B: Olha: Um cão mordeu uma criança. (COSTA, 2000, p. 105 (38))
Nesse contexto, a ordem aceitável é SVO, porque o sujeito não representa informação nova, ou seja, em (18A), tem-se o cenário em que os participantes estão localizados e onde podem ser vistos muitos animais, dentre eles vários cães. Um desses cães mordeu uma criança, o que implica que um cão, em (18B), faz parte da informação referida em (18A), por isso não é considerada informação nova nesse contexto. Diferente do que ocorre no contexto abaixo, em que o sujeito pré-verbal representa uma informação nova, o que leva a frase a ter uma gradação em sua aceitabilidade se a ordem for SVO, como em (19B):
(19) Contexto 4: A: O que é que mordeu o Paulo?
B: #Uma cobra mordeu o Paulo. (COSTA, 2000, p. 105 (39))
Quando os sujeitos, definidos ou indefinidos, representam uma informação nova, eles aparecem em posição pós-verbal. Nesse caso, ambos os sujeitos ocupam a mesma posição. Por exemplo:
(20) Contexto 5: A: Ninguém sabe línguas neste grupo?
B: Sabe o Paulo francês. (COSTA, 2000, p. 105 (40))
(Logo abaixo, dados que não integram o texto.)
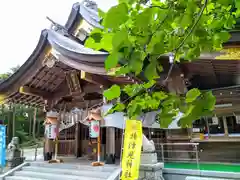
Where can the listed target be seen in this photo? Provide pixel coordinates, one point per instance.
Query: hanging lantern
(51, 125)
(51, 131)
(94, 129)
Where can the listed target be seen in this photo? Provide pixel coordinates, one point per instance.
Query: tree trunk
(34, 123)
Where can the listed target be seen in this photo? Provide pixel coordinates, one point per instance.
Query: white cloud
(22, 22)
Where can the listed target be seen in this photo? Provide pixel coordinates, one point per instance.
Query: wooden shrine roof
(34, 82)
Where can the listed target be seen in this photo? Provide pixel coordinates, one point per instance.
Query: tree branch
(193, 27)
(186, 37)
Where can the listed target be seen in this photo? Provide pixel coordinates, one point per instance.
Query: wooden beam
(34, 92)
(95, 79)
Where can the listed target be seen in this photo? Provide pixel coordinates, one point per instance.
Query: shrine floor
(205, 166)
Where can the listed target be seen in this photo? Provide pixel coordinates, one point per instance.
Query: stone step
(74, 172)
(105, 168)
(52, 176)
(21, 178)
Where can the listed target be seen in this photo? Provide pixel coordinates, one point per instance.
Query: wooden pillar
(13, 121)
(110, 145)
(225, 126)
(34, 123)
(77, 140)
(9, 128)
(175, 82)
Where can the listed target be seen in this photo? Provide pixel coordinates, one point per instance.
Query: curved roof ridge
(20, 74)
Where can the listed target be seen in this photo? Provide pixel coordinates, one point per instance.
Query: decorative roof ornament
(91, 4)
(229, 54)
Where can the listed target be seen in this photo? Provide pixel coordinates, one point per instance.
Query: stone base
(151, 171)
(110, 159)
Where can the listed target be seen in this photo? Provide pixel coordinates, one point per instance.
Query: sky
(22, 22)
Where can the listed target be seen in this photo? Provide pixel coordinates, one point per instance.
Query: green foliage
(139, 33)
(112, 93)
(23, 116)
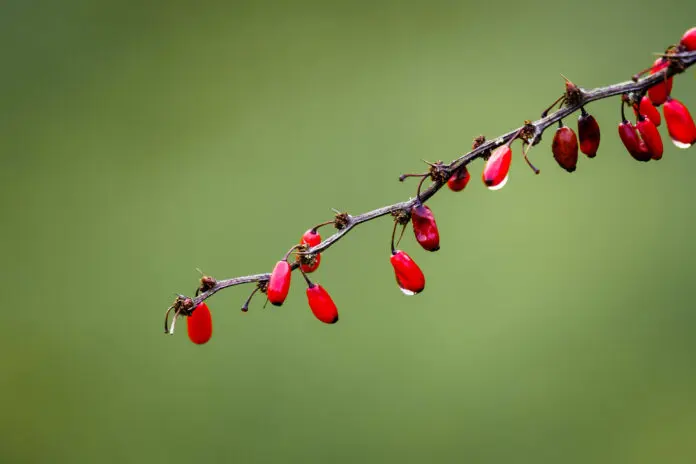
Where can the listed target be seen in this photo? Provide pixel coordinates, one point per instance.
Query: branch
(532, 135)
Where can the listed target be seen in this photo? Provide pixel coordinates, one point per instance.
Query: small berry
(650, 135)
(588, 132)
(200, 324)
(425, 228)
(321, 304)
(279, 283)
(408, 275)
(688, 40)
(459, 179)
(565, 148)
(680, 124)
(658, 93)
(495, 172)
Como foi apresentado nos contextos das línguas descritas acima, a marcação de um tópico na sentença pode ocorrer ou morfologicamente (como em algumas línguas maias) ou através da organização dos constituintes na frase (como no português europeu).
Estudar as posições sintáticas correlacionadas à estrutura da informação em uma língua em que as funções sejam morfologicamente marcadas, como em tzotzil e tzu’tujil, entre outras, parece ser de tarefa mais simples do que a de apreender essa correlação em línguas, como a língua portuguesa, que não apresentam marcação morfológica para diferenciar as funções discursivas do tópico e do foco. Isso, em parte, pode ser resolvido recorrendo-se aos contextos de perguntas e respostas, como o fez Costa (2000), ou à análise de um contexto mais amplo.
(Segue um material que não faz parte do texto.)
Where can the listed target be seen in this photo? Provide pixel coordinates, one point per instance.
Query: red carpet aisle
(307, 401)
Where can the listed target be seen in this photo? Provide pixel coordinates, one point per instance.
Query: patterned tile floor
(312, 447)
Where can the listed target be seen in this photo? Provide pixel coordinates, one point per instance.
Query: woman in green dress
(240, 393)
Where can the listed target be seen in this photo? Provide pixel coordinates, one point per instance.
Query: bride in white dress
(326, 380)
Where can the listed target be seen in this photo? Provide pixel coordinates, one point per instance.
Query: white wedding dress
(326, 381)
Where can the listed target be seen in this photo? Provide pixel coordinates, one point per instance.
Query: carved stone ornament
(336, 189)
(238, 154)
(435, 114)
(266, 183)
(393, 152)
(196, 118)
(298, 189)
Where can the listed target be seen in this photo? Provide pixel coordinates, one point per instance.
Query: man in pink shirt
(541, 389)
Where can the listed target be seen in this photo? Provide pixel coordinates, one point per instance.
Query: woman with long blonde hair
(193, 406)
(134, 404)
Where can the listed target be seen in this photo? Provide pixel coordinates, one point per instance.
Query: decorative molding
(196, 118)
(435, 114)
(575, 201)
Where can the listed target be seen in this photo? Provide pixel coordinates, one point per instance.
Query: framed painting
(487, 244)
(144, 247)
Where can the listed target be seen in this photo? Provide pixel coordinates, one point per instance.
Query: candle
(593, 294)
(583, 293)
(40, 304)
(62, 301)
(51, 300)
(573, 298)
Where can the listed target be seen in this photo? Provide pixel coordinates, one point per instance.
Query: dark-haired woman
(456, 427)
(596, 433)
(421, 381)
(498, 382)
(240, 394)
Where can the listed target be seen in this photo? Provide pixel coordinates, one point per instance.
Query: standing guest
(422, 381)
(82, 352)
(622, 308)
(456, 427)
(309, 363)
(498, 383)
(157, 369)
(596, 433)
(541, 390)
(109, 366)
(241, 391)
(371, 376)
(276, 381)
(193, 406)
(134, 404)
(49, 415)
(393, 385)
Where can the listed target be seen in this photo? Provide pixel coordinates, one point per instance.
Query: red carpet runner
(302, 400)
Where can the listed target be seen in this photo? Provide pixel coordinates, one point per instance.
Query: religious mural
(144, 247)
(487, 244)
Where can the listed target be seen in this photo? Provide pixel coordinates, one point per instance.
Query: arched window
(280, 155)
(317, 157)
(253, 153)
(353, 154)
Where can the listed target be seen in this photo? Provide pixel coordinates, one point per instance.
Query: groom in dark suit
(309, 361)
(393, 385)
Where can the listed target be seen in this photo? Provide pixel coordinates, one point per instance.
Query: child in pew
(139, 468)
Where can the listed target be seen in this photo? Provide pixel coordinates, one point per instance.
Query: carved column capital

4. O TÓPICO NO PORTUGUÊS BRASILEIRO
A marcação do tópico pode ocorrer de forma diferenciada a depender da configuração sintática da língua e da motivação pragmático-discursiva, como foi discutido acima. Mas uma mesma língua pode dispor de vários tipos de construção de tópico, como o demonstram, em relação ao tópico deslocado à esquerda: Cinque (1990) e Benincà (2004), para o italiano; Raposo (1996) e Brito, Duarte e Matos (2003), para o português europeu; e Kato (1989, 1998) e Galves (1998, 2001) para o português brasileiro. Esses estudos têm também demonstrado que as línguas românicas não apresentam os mesmos tipos de construção de tópico: o que, às vezes, parece ser possível no português europeu não o é em italiano, ou, ainda, algumas construções de tópico que são comuns no português brasileiro não o são no português europeu.
O português brasileiro, por apresentar algumas construções de tópico diferentes das realizadas pelo português europeu, tem sido considerado por alguns autores como uma língua orientada para o discurso (cf. NEGRÃO, 1999) ou de proeminência de tópico (cf. PONTES, 1986; KATO, 1989, 1998; GALVES, 1998, 2001)[10].
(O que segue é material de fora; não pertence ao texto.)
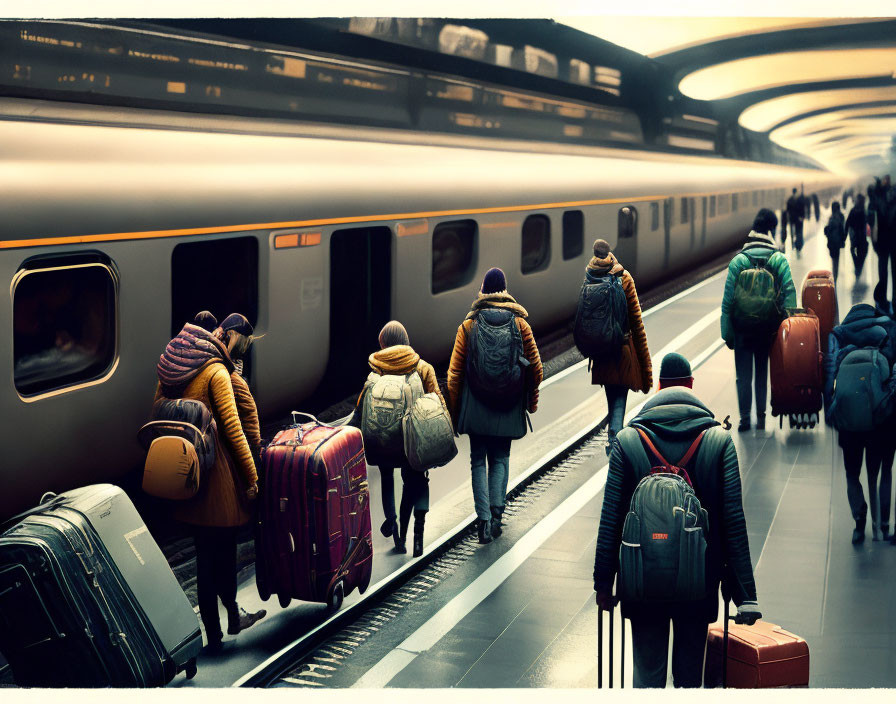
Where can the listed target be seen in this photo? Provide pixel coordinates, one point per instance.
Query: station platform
(520, 612)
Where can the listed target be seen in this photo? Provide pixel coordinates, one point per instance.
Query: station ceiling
(823, 87)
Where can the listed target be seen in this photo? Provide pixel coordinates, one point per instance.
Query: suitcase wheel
(334, 598)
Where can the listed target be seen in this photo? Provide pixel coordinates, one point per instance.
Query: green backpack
(754, 308)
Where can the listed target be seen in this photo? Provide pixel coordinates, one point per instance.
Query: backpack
(428, 434)
(180, 444)
(388, 400)
(601, 326)
(662, 555)
(862, 397)
(494, 361)
(754, 307)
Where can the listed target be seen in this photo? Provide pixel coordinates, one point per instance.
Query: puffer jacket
(758, 245)
(673, 418)
(195, 365)
(863, 326)
(398, 359)
(469, 414)
(634, 368)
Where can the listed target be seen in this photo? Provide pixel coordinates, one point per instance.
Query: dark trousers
(215, 574)
(414, 492)
(745, 358)
(650, 651)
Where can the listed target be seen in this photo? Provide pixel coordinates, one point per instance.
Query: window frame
(33, 267)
De modo geral, pode-se dizer que o português brasileiro, assim como outras línguas românicas, inclusive o português europeu, segue um padrão de organização das informações, deixando a parte pressuposta à esquerda, onde se insere o tópico, e a parte asserida, ou nova, à direita, onde fica o foco. Ao lado dessas construções canônicas de tópico e de construções com indicação formal, como em (21):
(21) Quanto aos assuntos de linguística, é só estudar e tudo será compreendido.
O português brasileiro apresenta outras construções que não são encontradas nem no português europeu nem em outras línguas românicas. Eunice Pontes (1986, 1987) foi a primeira a chamar a atenção para essas construções diferenciadas. É o que veremos a seguir.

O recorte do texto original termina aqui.